E D. Bosco in mezzo a questo giovane popolo, organizzando la sua Pia Società, accrescendo il numero de' suoi membri, gli preparava nuove guide e nuovi maestri.
Stralciamo dai Verbali del Capitolo quanto segue:
“ Li 12 novembre 1863 i Confratelli della Società di S. Francesco di Sales si radunavano per eleggere e stabilire nella nuova casa di Mirabello un nuovo Capitolo. Perciò il Sig. D. Bosco Rettore e fondatore cominciò egli medesimo come è prescritto dalle Regole della Società ad eleggere il Direttore che è il Sig. D. Rua Michele. Dopo stabilì prefetto il Ch. Provera Francesco a cui commise anche l'uffizio di Economo. Elesse quindi Catechista il Ch. Bonetti Giovanni. Finalmente ad unanimità di voti si elessero consiglieri Cerruti Francesco ed Albera Paolo. Così fu stabilito il nuovo Capitolo della Casa di Mirabello composto dal Direttore, dal Prefetto che ha pure il titolo di economo, dal Catechista e da due consiglieri.

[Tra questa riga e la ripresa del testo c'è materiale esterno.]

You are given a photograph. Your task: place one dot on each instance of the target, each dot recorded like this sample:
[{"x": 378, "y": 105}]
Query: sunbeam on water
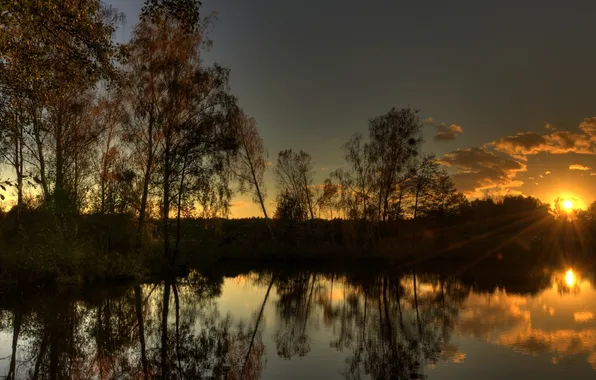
[{"x": 310, "y": 325}]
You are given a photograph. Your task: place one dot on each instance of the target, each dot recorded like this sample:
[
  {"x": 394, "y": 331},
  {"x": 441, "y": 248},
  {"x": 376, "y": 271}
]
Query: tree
[
  {"x": 290, "y": 208},
  {"x": 108, "y": 118},
  {"x": 251, "y": 164},
  {"x": 294, "y": 173},
  {"x": 328, "y": 197},
  {"x": 181, "y": 124},
  {"x": 395, "y": 140},
  {"x": 422, "y": 180},
  {"x": 45, "y": 43},
  {"x": 44, "y": 61},
  {"x": 356, "y": 183}
]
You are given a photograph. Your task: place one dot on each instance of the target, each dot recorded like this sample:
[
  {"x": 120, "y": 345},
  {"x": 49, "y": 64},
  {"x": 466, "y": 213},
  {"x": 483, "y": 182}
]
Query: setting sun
[{"x": 570, "y": 278}]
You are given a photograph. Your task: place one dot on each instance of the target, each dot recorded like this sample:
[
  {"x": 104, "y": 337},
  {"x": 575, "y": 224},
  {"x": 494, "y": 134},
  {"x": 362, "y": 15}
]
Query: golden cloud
[
  {"x": 556, "y": 142},
  {"x": 578, "y": 167},
  {"x": 480, "y": 169},
  {"x": 447, "y": 132},
  {"x": 582, "y": 316}
]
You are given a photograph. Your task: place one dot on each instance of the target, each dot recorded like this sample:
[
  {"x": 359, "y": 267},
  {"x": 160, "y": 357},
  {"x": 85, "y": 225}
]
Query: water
[{"x": 300, "y": 325}]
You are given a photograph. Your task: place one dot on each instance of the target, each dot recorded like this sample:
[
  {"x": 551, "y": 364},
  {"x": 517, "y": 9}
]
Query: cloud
[
  {"x": 582, "y": 316},
  {"x": 578, "y": 167},
  {"x": 530, "y": 143},
  {"x": 447, "y": 132},
  {"x": 588, "y": 126},
  {"x": 480, "y": 169},
  {"x": 238, "y": 204},
  {"x": 443, "y": 131},
  {"x": 556, "y": 142}
]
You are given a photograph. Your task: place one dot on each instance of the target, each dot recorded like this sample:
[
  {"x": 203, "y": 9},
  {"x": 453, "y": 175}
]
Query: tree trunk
[
  {"x": 177, "y": 305},
  {"x": 140, "y": 322},
  {"x": 254, "y": 333},
  {"x": 42, "y": 352},
  {"x": 166, "y": 200},
  {"x": 164, "y": 331},
  {"x": 307, "y": 193},
  {"x": 146, "y": 180},
  {"x": 16, "y": 329},
  {"x": 416, "y": 305},
  {"x": 262, "y": 202},
  {"x": 42, "y": 163},
  {"x": 179, "y": 206}
]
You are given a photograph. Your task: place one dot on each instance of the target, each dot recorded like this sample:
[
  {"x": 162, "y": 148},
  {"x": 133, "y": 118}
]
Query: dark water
[{"x": 305, "y": 325}]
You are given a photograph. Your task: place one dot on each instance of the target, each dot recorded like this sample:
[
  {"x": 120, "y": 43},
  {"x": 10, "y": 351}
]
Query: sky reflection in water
[{"x": 312, "y": 325}]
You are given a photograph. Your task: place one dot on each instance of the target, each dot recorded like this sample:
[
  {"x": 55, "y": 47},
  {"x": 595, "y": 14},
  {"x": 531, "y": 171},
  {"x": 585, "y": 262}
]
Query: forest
[{"x": 121, "y": 160}]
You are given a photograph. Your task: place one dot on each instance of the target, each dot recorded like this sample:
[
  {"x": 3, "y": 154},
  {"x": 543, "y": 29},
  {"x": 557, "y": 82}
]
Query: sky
[{"x": 506, "y": 89}]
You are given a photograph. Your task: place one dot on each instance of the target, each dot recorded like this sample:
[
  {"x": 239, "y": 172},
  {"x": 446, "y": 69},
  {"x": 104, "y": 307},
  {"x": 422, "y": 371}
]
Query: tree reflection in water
[{"x": 386, "y": 327}]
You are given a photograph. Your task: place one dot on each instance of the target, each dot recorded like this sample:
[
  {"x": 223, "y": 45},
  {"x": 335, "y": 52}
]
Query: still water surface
[{"x": 305, "y": 325}]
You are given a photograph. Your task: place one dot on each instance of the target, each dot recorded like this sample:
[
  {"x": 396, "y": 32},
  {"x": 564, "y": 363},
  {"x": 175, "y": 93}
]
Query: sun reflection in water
[{"x": 570, "y": 278}]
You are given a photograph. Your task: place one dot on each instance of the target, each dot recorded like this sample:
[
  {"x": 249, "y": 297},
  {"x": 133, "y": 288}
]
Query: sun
[{"x": 570, "y": 278}]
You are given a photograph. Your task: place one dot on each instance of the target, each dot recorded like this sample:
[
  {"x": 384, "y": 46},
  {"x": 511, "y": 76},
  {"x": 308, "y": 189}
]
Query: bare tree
[
  {"x": 395, "y": 140},
  {"x": 294, "y": 174},
  {"x": 252, "y": 163}
]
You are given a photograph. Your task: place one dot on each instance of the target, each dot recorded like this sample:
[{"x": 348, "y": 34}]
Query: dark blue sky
[{"x": 313, "y": 72}]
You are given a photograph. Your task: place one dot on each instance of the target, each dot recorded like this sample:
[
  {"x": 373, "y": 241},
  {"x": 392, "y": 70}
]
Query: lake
[{"x": 306, "y": 324}]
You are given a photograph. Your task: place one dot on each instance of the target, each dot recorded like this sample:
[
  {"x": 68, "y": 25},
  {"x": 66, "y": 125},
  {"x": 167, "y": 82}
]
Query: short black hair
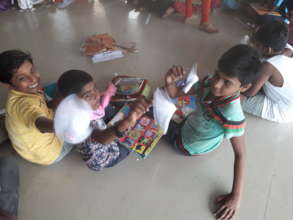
[
  {"x": 272, "y": 35},
  {"x": 10, "y": 61},
  {"x": 72, "y": 81},
  {"x": 241, "y": 61}
]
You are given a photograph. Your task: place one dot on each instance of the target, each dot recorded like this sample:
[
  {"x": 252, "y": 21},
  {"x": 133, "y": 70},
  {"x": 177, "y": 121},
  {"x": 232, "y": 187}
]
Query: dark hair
[
  {"x": 10, "y": 61},
  {"x": 72, "y": 81},
  {"x": 241, "y": 61},
  {"x": 272, "y": 35}
]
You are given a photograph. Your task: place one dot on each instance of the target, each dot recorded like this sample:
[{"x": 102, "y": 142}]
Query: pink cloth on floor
[
  {"x": 290, "y": 40},
  {"x": 106, "y": 97},
  {"x": 180, "y": 7}
]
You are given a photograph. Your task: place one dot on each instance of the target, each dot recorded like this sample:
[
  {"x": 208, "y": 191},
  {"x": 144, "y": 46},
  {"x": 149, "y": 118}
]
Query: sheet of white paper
[
  {"x": 72, "y": 120},
  {"x": 163, "y": 108},
  {"x": 106, "y": 56},
  {"x": 191, "y": 79}
]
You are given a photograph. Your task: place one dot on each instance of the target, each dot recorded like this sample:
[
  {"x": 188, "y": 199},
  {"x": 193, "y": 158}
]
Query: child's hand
[
  {"x": 229, "y": 206},
  {"x": 174, "y": 74}
]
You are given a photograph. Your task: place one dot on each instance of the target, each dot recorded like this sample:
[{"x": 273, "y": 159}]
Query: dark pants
[{"x": 9, "y": 183}]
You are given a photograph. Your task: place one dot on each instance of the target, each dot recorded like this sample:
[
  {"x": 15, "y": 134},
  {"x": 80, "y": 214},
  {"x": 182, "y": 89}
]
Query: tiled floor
[{"x": 165, "y": 185}]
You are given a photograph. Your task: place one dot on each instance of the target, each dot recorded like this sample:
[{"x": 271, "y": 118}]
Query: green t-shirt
[{"x": 211, "y": 122}]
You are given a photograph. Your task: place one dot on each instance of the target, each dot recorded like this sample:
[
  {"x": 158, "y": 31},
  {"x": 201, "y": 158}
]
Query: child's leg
[
  {"x": 205, "y": 13},
  {"x": 65, "y": 150},
  {"x": 172, "y": 137},
  {"x": 188, "y": 11},
  {"x": 9, "y": 183}
]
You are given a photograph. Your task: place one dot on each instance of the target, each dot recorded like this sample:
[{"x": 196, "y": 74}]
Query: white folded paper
[
  {"x": 191, "y": 79},
  {"x": 163, "y": 108}
]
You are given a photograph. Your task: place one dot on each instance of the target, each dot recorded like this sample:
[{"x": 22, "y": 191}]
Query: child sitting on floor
[
  {"x": 218, "y": 115},
  {"x": 28, "y": 118},
  {"x": 271, "y": 96},
  {"x": 100, "y": 150}
]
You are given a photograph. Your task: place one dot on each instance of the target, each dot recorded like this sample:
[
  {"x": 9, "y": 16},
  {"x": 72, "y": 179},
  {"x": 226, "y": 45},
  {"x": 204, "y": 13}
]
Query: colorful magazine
[{"x": 143, "y": 138}]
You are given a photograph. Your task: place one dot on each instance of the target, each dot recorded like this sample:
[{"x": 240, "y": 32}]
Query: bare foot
[
  {"x": 168, "y": 12},
  {"x": 188, "y": 20},
  {"x": 209, "y": 28}
]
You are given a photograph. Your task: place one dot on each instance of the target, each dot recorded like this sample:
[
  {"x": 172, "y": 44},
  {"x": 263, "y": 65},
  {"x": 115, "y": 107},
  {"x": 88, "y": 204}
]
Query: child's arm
[
  {"x": 45, "y": 125},
  {"x": 266, "y": 73},
  {"x": 175, "y": 74},
  {"x": 110, "y": 134},
  {"x": 230, "y": 203}
]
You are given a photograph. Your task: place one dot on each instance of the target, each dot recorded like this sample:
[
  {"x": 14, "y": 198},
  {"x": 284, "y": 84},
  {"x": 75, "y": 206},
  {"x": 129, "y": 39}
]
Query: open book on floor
[{"x": 143, "y": 137}]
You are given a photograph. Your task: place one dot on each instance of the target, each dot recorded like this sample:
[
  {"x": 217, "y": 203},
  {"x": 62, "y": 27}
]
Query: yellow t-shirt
[{"x": 22, "y": 110}]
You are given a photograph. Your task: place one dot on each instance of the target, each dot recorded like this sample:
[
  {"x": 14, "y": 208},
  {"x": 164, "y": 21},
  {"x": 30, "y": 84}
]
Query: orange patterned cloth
[{"x": 98, "y": 43}]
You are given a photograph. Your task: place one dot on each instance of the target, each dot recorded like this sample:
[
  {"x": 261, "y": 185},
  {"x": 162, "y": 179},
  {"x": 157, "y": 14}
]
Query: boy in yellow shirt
[{"x": 28, "y": 118}]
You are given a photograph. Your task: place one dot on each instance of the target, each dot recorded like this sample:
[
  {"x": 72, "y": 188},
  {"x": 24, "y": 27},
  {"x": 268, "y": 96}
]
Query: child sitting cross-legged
[
  {"x": 271, "y": 96},
  {"x": 218, "y": 115},
  {"x": 100, "y": 150},
  {"x": 28, "y": 119}
]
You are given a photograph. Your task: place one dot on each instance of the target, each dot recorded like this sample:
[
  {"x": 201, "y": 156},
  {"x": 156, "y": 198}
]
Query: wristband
[{"x": 118, "y": 133}]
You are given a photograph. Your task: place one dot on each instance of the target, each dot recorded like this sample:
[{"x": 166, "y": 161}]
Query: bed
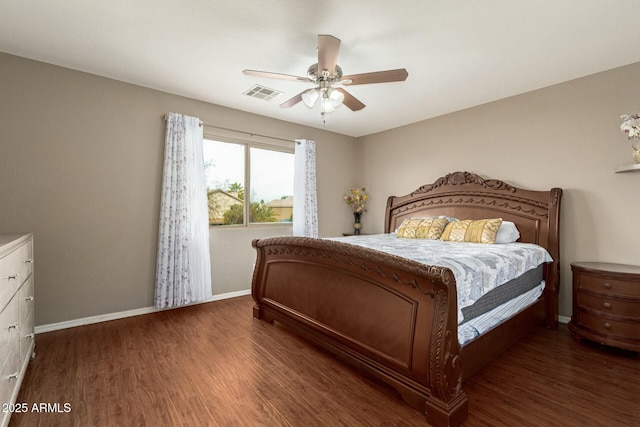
[{"x": 396, "y": 318}]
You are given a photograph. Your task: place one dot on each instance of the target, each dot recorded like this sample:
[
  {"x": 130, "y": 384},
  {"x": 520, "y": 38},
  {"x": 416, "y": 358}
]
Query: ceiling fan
[{"x": 325, "y": 74}]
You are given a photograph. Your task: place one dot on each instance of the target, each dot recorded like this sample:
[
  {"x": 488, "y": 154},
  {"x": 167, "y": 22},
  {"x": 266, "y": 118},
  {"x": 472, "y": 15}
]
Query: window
[{"x": 237, "y": 172}]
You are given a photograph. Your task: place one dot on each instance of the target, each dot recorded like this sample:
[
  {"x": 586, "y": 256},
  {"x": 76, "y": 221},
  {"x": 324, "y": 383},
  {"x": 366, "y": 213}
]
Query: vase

La prima scelta di D. Bosco riguardava solamente il personale che doveva dirigere il piccolo seminario come collegio, ma questa, seconda elezione formava di esso casa religiosa, e quindi imponeva direzione ed obbedienza religiosa ai membri della Pia Società mandati da Torino. D. Bosco ordinava che sen e mandasse a Mirabello notizia officiale.
 
La grazia del Signore sia con voi.
 
Torino, li 13 novembre 1863.
 
Fratelli carissimi,
 Ieri sera qui nella Casa Madre si radunarono i Confratelli della Società di S. Francesco di Sales per eleggere e stabilire costì, nella nuova casa di Mirabello, un novello Capitolo. Perciò con grande mio e credo anche vostro piacere, vi participo questa notizia. Il nostro amatissimo Sig. D. Bosco cominciò egli stesso come è prescritto nel regolamento ad eleggere il Direttore che è il Sig. D. Michele Rua; dopo stabilì Prefetto il nostro caro Provera Francesco che già esercitava tale ufficio; gli si aggiunse ancora il titolo di economo: elesse quindi Catechista il caro fratello Bonetti Giovanni. Finalmente si venne all'elezione dei consiglieri e sono essi i nostri cari fratelli Cerruti Francesco ed Albera Paolo.